Scouts' Decision on Gays Meets Acceptance in Founder's Hometown 2015-07-30
OTTAWA, ILLINOIS- For years, Boy Scouts from across the United States made an annual pilgrimage to Ottawa, Illinois, which proudly promotes itself as the "Home of the Founder" of the Boy Scouts of America, William Dickson Boyce.
"He lived here during the formative years of the Boy Scouts, and he is buried here," said Mollie Perrot, executive director of the Ottawa Historical and Scouting Heritage Museum, where the history of the Scouting movement worldwide is on display.
Perrot knows about change: She was once a Boy Scout leader at a time when women were just being accepted into the organization.
"And it was still pretty much a men's club," she said. "But there are a lot of women leaders today, and that's changed. Initially, it was 'getting over the humps,' you might say."

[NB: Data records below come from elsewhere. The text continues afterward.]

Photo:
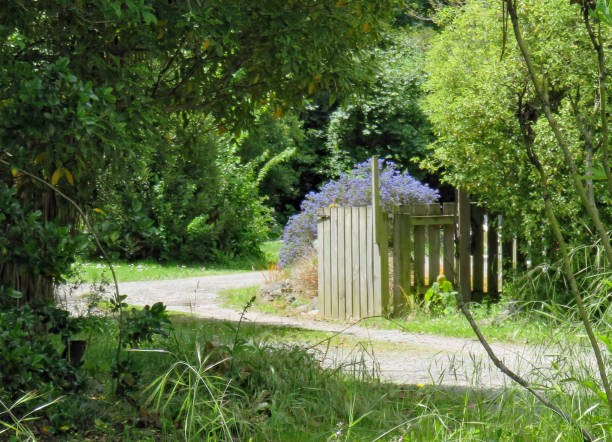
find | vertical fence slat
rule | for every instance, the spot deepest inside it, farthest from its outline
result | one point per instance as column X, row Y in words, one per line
column 449, row 244
column 434, row 245
column 478, row 250
column 370, row 261
column 334, row 259
column 321, row 265
column 341, row 265
column 348, row 264
column 363, row 261
column 355, row 261
column 463, row 207
column 328, row 260
column 492, row 256
column 419, row 249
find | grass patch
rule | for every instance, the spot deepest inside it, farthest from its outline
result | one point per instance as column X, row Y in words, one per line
column 150, row 270
column 267, row 391
column 238, row 298
column 525, row 329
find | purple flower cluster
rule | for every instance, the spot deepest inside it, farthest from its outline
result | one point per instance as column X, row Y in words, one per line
column 351, row 189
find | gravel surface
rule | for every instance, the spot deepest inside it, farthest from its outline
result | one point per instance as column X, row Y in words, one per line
column 396, row 356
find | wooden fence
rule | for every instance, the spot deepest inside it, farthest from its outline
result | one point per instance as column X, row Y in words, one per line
column 428, row 239
column 422, row 234
column 352, row 268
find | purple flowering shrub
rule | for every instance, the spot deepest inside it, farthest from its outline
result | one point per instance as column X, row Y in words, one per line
column 351, row 189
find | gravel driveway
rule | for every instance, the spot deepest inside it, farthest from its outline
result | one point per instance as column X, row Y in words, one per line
column 396, row 356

Perrot believes the Boy Scouts will also get over the humps expected following the organization's decision to accept gay leaders.
"They may experience the same thing the women experienced, ostensibly, some little bit of ostracism, and then acceptance," she said.

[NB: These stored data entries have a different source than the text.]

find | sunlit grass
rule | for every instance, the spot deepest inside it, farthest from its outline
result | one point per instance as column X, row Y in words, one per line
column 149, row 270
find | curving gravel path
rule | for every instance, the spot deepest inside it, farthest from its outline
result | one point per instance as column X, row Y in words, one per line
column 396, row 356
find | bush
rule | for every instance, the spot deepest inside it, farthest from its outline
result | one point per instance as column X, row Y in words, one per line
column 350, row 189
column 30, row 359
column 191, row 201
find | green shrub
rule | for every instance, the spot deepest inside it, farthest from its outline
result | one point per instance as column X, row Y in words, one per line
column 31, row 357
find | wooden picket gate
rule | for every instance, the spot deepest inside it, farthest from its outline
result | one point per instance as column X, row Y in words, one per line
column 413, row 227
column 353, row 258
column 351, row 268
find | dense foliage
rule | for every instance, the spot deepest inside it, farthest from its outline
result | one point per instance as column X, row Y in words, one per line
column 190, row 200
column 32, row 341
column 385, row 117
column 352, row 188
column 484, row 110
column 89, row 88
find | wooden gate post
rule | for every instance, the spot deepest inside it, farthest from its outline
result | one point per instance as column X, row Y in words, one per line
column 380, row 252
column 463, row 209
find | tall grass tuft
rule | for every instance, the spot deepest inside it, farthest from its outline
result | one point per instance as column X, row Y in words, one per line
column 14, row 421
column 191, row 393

Matt Skelly, a former Scout leader, said he thought the organization would "move beyond the political and social side of it, and come back to what Scouting is all about, and that's the young men and women it serves, to make them better as citizens of our country and the world."
The decision in Skelly's view, was inevitable. Involved with Boy Scouts since he was 7 years old, Skelly says Scouting's focus has never been, and never should be, on its leaders' sexual orientation.
"Ideally, the lifestyles of the leaders should not come into play, but that's an ideal world," he said.
Mollie Perrot says she believes the changes won't end there.
"Boy Scouts does not embrace atheists either, and there's pressure from externals" on the subject, she said. "I think it's going to force a lot of changes in that regard."
Boyce died in 1929. Perrot says she can't speak for how Boyce would feel about the decision, but she has spoken to his family.
"Part of his family has said that he would accept, and I have contact with another family member who said he would not," she said.
But whether Boyce would accept it or not, it is now the official policy of the Boy Scouts of America.